The Law Society’s submission stated that there was no clear evidence of significant cost savings from raising the threshold for the right to trial by jury from offences carrying a maximum penalty of more than three months’ imprisonment, to more than three years. Such a fundamental change to a well-entrenched right for an undefined and unknown minor efficiency benefit was worrying.

Looking at other matters in the Bill where the New Zealand Law Society saw problems, Mr Temm said the introduction of a regime requiring the defence to identify disputed issues (“DIDI”) was a “fundamental change” in New Zealand criminal law. It reversed the traditional rule that the prosecution had to prove every matter relating to an offence.

“Like the efficiency argument made to raise the jury trial threshold, this proposal places the efficient management of criminal trials ahead of the concepts of participation and due process,” he said.

“The Law Society believes that most criminal lawyers do not support the DIDI regime, although some lawyers are in support. We believe that there needs to be a much more detailed examination of the arguments for and against before a DIDI regime is introduced.”

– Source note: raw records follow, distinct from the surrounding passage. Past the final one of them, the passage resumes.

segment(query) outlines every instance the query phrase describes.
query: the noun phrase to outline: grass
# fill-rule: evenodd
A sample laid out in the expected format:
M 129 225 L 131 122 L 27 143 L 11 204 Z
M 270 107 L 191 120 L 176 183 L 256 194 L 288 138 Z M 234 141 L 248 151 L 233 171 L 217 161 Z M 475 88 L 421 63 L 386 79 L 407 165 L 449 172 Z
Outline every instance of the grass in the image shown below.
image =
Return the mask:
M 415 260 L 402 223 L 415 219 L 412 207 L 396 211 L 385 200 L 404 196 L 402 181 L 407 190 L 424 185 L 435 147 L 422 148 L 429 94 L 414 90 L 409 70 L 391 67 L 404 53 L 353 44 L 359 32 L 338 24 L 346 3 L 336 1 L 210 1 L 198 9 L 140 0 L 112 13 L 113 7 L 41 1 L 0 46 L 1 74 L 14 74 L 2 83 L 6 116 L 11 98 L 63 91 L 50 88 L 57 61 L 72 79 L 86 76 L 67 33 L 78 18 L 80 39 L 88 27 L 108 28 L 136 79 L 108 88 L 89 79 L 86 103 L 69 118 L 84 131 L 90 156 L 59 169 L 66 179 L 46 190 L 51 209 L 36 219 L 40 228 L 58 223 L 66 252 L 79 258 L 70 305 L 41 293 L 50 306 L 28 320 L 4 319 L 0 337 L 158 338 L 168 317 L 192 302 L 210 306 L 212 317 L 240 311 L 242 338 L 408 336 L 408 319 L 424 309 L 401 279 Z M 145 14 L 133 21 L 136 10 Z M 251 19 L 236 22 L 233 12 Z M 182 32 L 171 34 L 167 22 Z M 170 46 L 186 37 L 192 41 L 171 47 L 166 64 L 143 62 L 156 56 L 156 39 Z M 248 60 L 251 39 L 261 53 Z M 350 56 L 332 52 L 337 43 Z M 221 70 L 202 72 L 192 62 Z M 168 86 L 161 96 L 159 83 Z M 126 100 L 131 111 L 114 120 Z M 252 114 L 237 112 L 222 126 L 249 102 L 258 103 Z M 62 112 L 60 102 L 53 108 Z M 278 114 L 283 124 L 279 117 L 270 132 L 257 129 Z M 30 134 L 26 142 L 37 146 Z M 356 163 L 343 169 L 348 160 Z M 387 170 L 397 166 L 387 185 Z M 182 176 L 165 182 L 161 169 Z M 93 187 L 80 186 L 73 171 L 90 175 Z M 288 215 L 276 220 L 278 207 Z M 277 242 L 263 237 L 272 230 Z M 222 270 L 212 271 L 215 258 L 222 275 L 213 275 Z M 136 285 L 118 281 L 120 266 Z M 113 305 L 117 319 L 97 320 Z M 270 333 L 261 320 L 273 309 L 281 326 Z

Other areas where the Bill challenged or impinged on rights enshrined in the New Zealand Bill of Rights Act included the defendant’s right to be present at hearings and the introduction of two exceptions to the double jeopardy rule.

“Again, the New Zealand Law Society urges Parliament to carefully consider whether the impact of the Bill on centuries-old rights is really justified and whether there is hard evidence that suggested efficiencies will really eventuate.”

The Law Society’s 45-page submission on the Bill also provided specific comments on each of 112 clauses. As well as noting ways in which the clauses could be drafted to better achieve their purpose, the comments point out inconsistencies and potential problems with interpretation.